These academic papers co-authored by Martijn Cremers provide further background and explanation on Active Share:
- "How active is your fund manager? A new measure that predicts performance" (with Antti Petajisto), Review of Financial Studies, 22, 2009
- Abstract: We introduce a new measure of active portfolio management, Active Share, which represents the share of portfolio holdings that differ from the benchmark index holdings. We compute Active Share for domestic equity mutual funds from 1980 to 2003. We relate Active Share to fund characteristics such as size, expenses, and turnover in the cross-section, and we also examine its evolution over time. Active Share predicts fund performance: funds with the highest Active Share significantly outperform their benchmarks, both before and after expenses, and they exhibit strong performance persistence. Non-index funds with the lowest Active Share underperform their benchmarks.
- "Indexing and Active Fund Management: International Evidence" (with Miguel Ferreira, Pedro Matos, and Laura Starks), forthcoming in Journal of Financial Economics, 2016
- Abstract: We examine the relation between indexing and active management in the mutual fund industry worldwide. Explicit indexing and closet indexing by active funds are associated with countries’ regulatory and financial market environments. We find that actively managed funds are more active and charge lower fees when they face more competitive pressure from low-cost explicitly indexed funds. A quasi-natural experiment using the exogenous variation in indexed funds generated by the passage of pension laws supports a causal interpretation of the results. Moreover, the average alpha generated by active management is higher in countries with more explicit indexing and lower in countries with more closet indexing. Overall, our evidence suggests that explicit indexing improves competition in the mutual fund industry.
- "Patient Capital Outperformance: The Investment Skill of High Active Share Managers Who Trade Infrequently" (with Ankur Pareek), forthcoming in Journal of Financial Economics
- Abstract: Among high Active Share portfolios – whose holdings differ substantially from their benchmark – only those with patient investment strategies (with holding durations of over 2 years) on average outperform, over 2% per year. Funds trading frequently generally underperform, including those with high Active Share. Among patient funds, separating closet index from high Active Share funds matters, as low Active Share funds on average underperform even with patient strategies. Our results suggest that U.S. equity markets provide opportunities for longer-term active managers, perhaps because of the limited arbitrage capital devoted to patient and active investment strategies.
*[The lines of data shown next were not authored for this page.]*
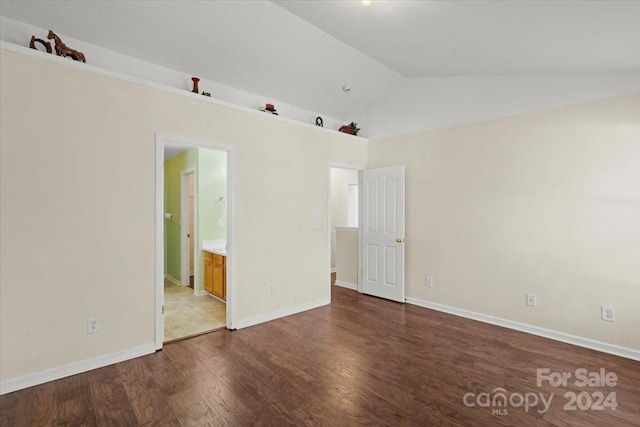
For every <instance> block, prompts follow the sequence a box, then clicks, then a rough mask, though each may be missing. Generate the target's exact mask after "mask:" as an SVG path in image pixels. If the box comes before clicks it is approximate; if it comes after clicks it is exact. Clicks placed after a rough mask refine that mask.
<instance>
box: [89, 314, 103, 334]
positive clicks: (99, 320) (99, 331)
mask: <svg viewBox="0 0 640 427" xmlns="http://www.w3.org/2000/svg"><path fill="white" fill-rule="evenodd" d="M96 332H100V319H98V318H97V317H90V318H88V319H87V333H88V334H95V333H96Z"/></svg>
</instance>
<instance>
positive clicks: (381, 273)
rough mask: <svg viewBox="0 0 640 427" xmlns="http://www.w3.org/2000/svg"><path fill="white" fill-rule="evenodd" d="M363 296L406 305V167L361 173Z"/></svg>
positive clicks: (362, 279)
mask: <svg viewBox="0 0 640 427" xmlns="http://www.w3.org/2000/svg"><path fill="white" fill-rule="evenodd" d="M361 247H362V272H363V277H362V292H363V293H365V294H369V295H374V296H377V297H380V298H386V299H390V300H393V301H398V302H404V166H391V167H385V168H379V169H367V170H364V171H362V246H361Z"/></svg>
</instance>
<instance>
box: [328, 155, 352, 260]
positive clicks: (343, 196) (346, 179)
mask: <svg viewBox="0 0 640 427" xmlns="http://www.w3.org/2000/svg"><path fill="white" fill-rule="evenodd" d="M330 173H331V268H332V269H335V268H336V227H345V226H346V225H347V184H357V183H358V171H357V170H355V169H342V168H331V171H330Z"/></svg>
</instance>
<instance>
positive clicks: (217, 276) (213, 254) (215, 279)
mask: <svg viewBox="0 0 640 427" xmlns="http://www.w3.org/2000/svg"><path fill="white" fill-rule="evenodd" d="M226 273H227V257H224V256H222V255H218V254H213V295H215V296H217V297H218V298H220V299H221V300H225V301H226V300H227V283H226V281H227V274H226Z"/></svg>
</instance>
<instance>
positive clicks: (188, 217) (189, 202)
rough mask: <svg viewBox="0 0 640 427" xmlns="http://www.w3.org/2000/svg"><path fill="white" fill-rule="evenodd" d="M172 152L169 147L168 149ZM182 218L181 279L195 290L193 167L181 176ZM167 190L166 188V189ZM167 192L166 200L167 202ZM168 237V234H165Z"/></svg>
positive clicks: (180, 195)
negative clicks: (181, 254) (194, 287)
mask: <svg viewBox="0 0 640 427" xmlns="http://www.w3.org/2000/svg"><path fill="white" fill-rule="evenodd" d="M166 149H167V150H170V148H169V147H167V148H166ZM167 157H168V156H167V155H165V162H167V161H171V159H172V157H169V158H167ZM166 171H167V168H165V182H166V180H167V172H166ZM180 178H181V185H180V213H181V214H180V218H181V219H182V218H187V220H185V221H180V222H181V223H180V227H181V230H180V239H181V245H180V246H181V248H182V249H181V251H182V256H181V258H182V268H181V274H180V277H181V278H182V280H181V282H182V286H188V287H190V288H191V289H194V283H195V265H196V262H195V254H196V239H195V236H196V206H197V205H196V191H195V190H196V168H195V167H192V168H189V169H187V170H184V171H182V173H181V174H180ZM165 189H166V187H165ZM167 198H168V197H167V194H166V192H165V200H167ZM165 235H166V233H165Z"/></svg>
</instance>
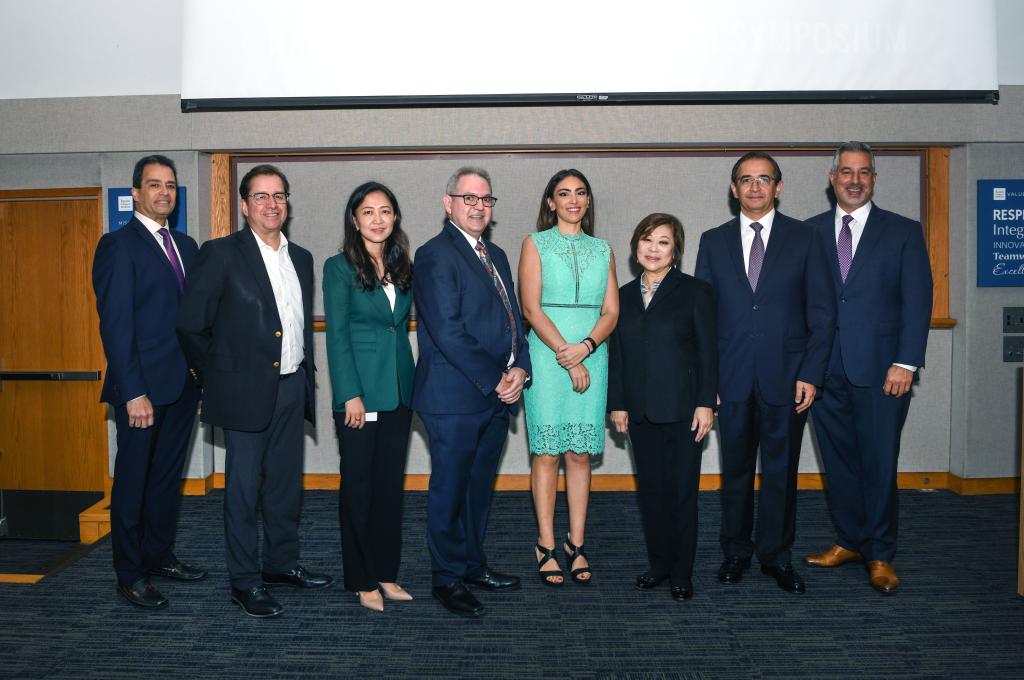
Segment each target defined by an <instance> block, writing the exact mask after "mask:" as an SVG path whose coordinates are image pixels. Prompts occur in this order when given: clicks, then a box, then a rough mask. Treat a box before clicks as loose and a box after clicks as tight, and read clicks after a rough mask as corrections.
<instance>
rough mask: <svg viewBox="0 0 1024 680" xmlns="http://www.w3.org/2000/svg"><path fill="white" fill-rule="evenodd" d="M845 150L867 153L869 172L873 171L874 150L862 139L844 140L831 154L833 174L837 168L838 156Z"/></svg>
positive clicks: (872, 172) (838, 162)
mask: <svg viewBox="0 0 1024 680" xmlns="http://www.w3.org/2000/svg"><path fill="white" fill-rule="evenodd" d="M846 152H863V153H864V154H867V159H868V160H869V161H870V162H871V172H872V173H873V172H874V152H872V151H871V147H870V146H869V145H867V144H866V143H864V142H863V141H844V142H843V143H842V144H840V145H839V148H837V150H836V153H835V154H834V155H833V170H831V171H833V174H836V172H837V171H838V170H839V157H840V156H842V155H843V154H845V153H846Z"/></svg>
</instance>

- "How Active Is Your Real Estate Fund Manager?" (with Colin Lizieri), Journal of Alternative Investments, Summer, 1-15, 2015
- Using a holdings-based measure of active management termed the ‘Segment Active Share,’ the paper documents that commercial real estate portfolios that are more active – i.e., have segment weights which are least like those of the index – have outperformed. Employing proprietary IPD data for 256 U.K. real estate funds over 2002-2011, we find that funds with high Segment Active Share on average outperformed the real estate market by 1.9% per year. These funds do not seem to take increased risk and their outperformance cannot be explained by fund size alone, though on average they are smaller funds.
- “Do Mutual Fund Investors Get What They Pay For? The Legal Consequences of Closet Index Funds” (with Quinn Curtis), forthcoming in Virginia Law & Business Review
- Abstract: Actively managed mutual funds sell the potential to beat the market by picking stocks that are expected to outperform passive benchmarks like the S&P 500. Funds that are marketed as active vary substantially in the degree to which their portfolio holdings actually differ from the holdings of passive index funds. A purportedly active fund with a portfolio that substantially overlaps with the market is known as a closet index fund. Since closet index funds charge considerably higher fees than true index funds but provide a substantially similar portfolio, they tend to be poor investment choices. This article presents empirical evidence on closet index funds, showing that more than 10% of U.S. mutual fund assets are currently invested in closet index funds and that high cost closet index funds substantially underperform their benchmarks. We argue that persistent closet indexing implicates a number of legal issues, including possible liability for fund advisors under the Securities Act and the Investment Company Act. We conclude by discussing potential adjustments to mutual fund disclosures that could help investors identify closet index funds.
New: "Active Share and the Three Pillars of Active Management: Skill, Conviction and Opportunity", forthcoming in the Financial Analysts Journal
- Abstract: We introduce a new formula for Active Share that emphasizes that a fund’s Active Share is only reduced through overlapping holdings with its benchmark. Next, we relate Active Share to the fund manager’s individual stock picking skill, conviction and opportunity. We show why and how to adjust the expense ratio for the level of Active Share and the cost of investing in the benchmark. We conclude that Active Share matters for fund performance: investors should not pay (too) much for low Active Share funds, while among high Active Share funds only patient managers with long-term convictions have been successful.